Avianca Holdings SA reported a net income of $36.1 million USD in the third quarter despite operations being disrupted by a pilot strike that left the airline without more than half of its pilots in Colombia for around two months.
Though the protracted labor and legal dispute led to the cancellation of thousands of flights before ending on November 13, only 10 days of the strike coincided with third quarter. Thus, the effects will likely be seen more in the financial figures for the fourth quarter, and the Bogotá-based carrier was able to report relatively strong figures that are only slightly below the $37.8 million USD in net income reported in the third quarter of 2016.
“The pilot strike will have an adverse effect on our fourth quarter results,” said Hernán Rincón, executive president and CEO of Avianca Holdings SA, last week on an investor conference call.
The company reported $106.6 million USD in operating income this quarter compared to $83.4 million USD in the third quarter of 2016. The carrier said that these results and were primarily driven by a 12.3% increase in total operating revenues compared to 2016.
Increased traffic, strong load factors, and continued yield recovery were the biggest positive factors. Cargo and other revenues also increased 26.2% year-on-year, primarily driven by an increase in transported tons as well as increased revenues from mile redemption and other services.
The increase in operating income was offset, however, by an 8.4% increase in operating expenses.
In a statement, the company said that, during the 10 strike days during the third quarter, the disruption translated to between $2 million USD and $ 2.5 million USD per day in foregone revenues. Variable costs decreased between $1 million USD and $1.5 million USD per day, stated Avianca.
Though the executive admitted that fourth quarter results will be impacted, Rincón said on the call that, “as we position Avianca for long-term success, the pilot strike will not have a material impact…we maintain our full-year EBIT margin guidance of 7%-9%.”

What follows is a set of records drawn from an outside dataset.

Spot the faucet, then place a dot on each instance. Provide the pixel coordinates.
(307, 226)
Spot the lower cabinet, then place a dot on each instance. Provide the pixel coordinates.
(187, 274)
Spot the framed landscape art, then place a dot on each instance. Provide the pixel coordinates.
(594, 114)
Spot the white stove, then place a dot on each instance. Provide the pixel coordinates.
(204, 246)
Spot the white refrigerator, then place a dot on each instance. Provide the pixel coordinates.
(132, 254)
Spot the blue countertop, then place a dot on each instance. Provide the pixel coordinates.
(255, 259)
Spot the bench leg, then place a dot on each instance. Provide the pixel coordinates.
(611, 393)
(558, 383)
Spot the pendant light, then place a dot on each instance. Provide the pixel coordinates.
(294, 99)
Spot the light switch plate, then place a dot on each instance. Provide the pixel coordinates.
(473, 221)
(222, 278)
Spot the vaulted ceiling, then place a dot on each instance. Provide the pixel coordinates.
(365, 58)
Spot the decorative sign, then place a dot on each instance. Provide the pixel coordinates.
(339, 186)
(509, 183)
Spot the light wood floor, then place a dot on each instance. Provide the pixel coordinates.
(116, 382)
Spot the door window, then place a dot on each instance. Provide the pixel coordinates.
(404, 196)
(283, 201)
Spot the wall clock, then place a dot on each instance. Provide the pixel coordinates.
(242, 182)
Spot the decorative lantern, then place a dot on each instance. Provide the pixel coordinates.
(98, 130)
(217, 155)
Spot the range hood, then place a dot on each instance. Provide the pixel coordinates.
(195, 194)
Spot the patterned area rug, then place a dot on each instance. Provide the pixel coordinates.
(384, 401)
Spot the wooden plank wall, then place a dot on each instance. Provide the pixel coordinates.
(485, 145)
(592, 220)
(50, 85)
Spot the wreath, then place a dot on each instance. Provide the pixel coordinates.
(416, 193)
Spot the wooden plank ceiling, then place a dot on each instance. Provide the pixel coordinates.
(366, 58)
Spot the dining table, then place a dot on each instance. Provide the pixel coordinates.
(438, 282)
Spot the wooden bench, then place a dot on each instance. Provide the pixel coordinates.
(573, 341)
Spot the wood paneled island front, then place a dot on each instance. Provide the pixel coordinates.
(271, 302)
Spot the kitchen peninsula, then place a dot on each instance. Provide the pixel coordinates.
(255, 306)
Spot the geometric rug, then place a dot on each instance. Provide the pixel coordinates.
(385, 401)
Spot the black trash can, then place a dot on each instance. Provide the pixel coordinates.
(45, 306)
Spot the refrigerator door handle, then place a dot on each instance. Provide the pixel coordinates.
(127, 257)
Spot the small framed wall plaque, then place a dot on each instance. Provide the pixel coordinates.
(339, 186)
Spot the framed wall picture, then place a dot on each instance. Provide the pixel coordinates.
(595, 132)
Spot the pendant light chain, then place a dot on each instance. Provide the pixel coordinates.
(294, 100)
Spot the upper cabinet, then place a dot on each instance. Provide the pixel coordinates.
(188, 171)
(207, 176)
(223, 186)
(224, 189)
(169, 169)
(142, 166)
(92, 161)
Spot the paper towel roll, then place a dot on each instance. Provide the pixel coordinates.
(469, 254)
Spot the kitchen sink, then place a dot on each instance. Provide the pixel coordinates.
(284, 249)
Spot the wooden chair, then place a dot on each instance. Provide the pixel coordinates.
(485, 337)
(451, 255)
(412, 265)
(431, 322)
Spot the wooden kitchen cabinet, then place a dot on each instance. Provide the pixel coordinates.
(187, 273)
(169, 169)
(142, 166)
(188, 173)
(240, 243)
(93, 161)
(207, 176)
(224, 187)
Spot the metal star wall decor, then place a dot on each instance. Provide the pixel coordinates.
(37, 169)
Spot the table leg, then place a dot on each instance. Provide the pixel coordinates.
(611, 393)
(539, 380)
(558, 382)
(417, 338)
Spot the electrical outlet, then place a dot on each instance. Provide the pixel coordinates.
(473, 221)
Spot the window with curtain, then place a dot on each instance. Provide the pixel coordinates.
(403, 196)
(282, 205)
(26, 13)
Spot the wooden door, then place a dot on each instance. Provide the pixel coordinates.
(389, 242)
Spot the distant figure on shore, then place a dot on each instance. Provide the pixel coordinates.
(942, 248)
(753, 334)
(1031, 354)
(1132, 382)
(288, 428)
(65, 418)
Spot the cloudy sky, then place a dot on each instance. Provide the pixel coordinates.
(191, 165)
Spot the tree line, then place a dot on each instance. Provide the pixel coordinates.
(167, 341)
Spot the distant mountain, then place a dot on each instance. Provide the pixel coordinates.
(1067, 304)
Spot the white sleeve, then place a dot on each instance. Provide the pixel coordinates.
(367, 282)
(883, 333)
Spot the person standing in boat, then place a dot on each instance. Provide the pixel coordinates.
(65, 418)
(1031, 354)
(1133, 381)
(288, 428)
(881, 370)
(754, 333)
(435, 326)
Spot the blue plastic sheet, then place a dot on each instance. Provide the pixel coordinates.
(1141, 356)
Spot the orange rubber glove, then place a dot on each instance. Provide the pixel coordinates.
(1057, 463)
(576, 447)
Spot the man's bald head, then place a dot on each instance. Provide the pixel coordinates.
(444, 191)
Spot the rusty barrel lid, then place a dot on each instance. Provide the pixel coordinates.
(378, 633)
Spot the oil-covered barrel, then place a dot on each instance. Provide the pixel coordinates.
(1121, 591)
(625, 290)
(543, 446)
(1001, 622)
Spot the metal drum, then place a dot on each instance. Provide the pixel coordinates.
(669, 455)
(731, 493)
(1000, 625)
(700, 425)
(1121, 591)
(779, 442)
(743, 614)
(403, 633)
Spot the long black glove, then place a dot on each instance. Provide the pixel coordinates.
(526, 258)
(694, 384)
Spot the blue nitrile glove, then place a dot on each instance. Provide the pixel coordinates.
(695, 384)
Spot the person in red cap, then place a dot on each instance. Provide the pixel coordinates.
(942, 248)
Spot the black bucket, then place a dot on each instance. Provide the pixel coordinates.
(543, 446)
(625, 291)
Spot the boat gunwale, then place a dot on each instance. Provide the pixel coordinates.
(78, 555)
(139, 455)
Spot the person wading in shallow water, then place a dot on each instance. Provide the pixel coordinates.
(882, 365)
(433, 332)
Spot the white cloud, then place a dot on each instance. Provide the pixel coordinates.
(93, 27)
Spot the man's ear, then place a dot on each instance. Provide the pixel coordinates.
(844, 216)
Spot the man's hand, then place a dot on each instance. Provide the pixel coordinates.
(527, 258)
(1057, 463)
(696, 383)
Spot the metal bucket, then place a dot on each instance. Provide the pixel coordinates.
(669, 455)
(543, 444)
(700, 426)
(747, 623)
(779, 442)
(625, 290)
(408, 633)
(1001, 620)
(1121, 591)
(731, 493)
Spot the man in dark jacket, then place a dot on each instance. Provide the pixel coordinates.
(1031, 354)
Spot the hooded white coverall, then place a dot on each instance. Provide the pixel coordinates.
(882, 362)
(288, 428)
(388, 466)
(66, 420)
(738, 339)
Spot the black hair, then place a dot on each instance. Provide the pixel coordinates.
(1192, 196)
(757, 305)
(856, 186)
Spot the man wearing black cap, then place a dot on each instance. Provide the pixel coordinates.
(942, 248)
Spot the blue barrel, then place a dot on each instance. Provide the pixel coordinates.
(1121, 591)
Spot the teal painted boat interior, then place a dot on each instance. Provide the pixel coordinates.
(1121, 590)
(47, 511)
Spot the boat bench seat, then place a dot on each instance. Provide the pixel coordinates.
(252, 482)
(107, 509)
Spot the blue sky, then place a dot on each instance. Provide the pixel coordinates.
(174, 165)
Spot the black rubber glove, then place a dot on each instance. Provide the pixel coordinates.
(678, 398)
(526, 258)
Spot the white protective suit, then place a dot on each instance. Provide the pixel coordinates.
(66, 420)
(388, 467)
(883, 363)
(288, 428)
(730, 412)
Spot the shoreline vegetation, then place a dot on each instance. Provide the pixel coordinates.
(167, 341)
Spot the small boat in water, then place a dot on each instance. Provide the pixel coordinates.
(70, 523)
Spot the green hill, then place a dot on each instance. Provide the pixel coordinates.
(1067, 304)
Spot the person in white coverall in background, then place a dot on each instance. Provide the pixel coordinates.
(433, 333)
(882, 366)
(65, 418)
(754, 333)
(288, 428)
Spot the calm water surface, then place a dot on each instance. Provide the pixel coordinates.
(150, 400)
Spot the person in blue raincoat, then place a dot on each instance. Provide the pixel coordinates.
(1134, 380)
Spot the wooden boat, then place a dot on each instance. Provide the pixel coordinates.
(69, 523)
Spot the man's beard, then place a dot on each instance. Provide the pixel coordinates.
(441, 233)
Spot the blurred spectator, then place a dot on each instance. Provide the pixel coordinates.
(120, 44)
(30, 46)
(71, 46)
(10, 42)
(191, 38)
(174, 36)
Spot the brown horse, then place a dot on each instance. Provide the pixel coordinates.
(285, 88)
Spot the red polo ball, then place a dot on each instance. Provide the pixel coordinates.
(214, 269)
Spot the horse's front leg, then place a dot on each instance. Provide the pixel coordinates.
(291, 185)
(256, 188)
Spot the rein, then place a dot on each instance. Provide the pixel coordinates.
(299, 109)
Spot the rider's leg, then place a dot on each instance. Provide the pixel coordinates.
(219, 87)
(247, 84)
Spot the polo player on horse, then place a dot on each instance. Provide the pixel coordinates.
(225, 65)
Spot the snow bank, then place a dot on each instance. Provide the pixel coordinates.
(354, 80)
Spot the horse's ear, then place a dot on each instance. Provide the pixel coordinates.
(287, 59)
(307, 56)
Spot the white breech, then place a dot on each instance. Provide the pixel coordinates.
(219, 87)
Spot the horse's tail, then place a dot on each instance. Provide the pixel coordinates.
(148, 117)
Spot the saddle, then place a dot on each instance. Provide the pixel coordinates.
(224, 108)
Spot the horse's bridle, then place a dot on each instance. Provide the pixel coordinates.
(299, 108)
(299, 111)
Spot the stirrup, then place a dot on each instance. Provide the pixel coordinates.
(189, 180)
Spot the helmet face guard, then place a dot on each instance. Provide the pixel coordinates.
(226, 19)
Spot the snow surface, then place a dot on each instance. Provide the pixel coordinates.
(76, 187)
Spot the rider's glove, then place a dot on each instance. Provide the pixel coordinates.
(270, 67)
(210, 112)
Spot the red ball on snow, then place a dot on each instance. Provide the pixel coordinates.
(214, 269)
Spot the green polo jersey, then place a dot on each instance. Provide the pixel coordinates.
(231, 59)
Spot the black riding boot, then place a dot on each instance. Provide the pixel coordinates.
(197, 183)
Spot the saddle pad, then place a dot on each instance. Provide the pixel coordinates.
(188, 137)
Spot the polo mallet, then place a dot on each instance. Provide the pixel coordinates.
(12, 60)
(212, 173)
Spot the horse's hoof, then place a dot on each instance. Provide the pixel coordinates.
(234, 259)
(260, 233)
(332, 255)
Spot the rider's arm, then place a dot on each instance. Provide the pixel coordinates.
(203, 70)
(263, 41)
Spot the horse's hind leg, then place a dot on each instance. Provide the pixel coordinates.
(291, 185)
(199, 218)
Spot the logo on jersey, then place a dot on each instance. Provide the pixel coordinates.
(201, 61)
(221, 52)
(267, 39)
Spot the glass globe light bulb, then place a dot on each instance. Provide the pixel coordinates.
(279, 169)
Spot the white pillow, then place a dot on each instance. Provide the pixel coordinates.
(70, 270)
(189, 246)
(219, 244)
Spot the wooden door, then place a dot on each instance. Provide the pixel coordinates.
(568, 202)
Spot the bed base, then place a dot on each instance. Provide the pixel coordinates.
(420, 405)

Overall, Avianca transported more than 7.6 million passengers during the third quarter of 2017, a 0.1% year-over-year increase. Despite the strike, traffic figures (measure in “revenue passenger kilometers” or RPKs) continued to increase well above capacity (in “available seat kilometers” or ASKs), resulting in a consolidated load factor of 84.6%, the highest load factor on record since the company’s merger with Taca from El Salvador. In particular, routes to Europe reached an average consolidated load factor of 87.8%, while domestic routes in Colombia reached a healthy 84.8% during the third quarter 2017.
In the nine months ending on September 30, Avianca reported a $67.3 million USD net income, above $17.8 million in the same period of 2016. Its total revenue for the first three quarters of the year was $3.32 billion USD, up from the $3.03 billion USD reported last year, despite the mild effects seen so far from the strike.
The strike began on September 20 when the ACDAC pilots union broke off labor negotiations, and its approximately 700 members stopped flying for Avianca. This represented more than half of the airline’s roughly 1,300 pilots in Colombia, reducing the company’s deployable capacity, measured in ASK, by 45%. Lasting for 53 days, it was one of the longest major strikes in modern aviation.
The strike came during a critical year for the airline, which has been pushing to forge a strategic alliance with United Airlines that has faced legal challenges from minority shareholder Kingsland Holdings Ltd. Early this year, Kingsland sought to block the alliance and filed suit against Avianca, its largest shareholder Synergy Group, Germán Efromovich (who controls Synergy), and United Continental Holdings Inc.
The Kingsland suit was harsh in its criticism of Avianca, saying that Efromovich has “plundered” the airline and wants to reach a deal with United solely for personal gain. It also claimed that “he torpedoed the strategic process by clandestinely negotiating a transaction with United.”
Nevertheless, on last week’s investor conference call, Avianca said that its commercial alliance with United Airlines would be agreed to before the end of this year. But because it must achieve approval from authorities in each country where it will take effect, Avianca executives said that the agreement will not be finalized for about a year. While discussing the timeline on the call, executives cited the integration agreement between Aeromexico and Delta Airlines.
In addition to other challenges, competition for routes in the Americas may be on the rise. Last week, Airbus and Indigo Partners group signed a $50 billion USD for 430 Airbus aircraft. In what the jet-maker called its biggest sale ever, the aircraft will serve flights operated by Indigo Partner airlines including Frontier Airlines of the Untied States, Volaris in Mexico, JetSmart in Chile, and Wizz Air Holdings Plc in Eastern Europe.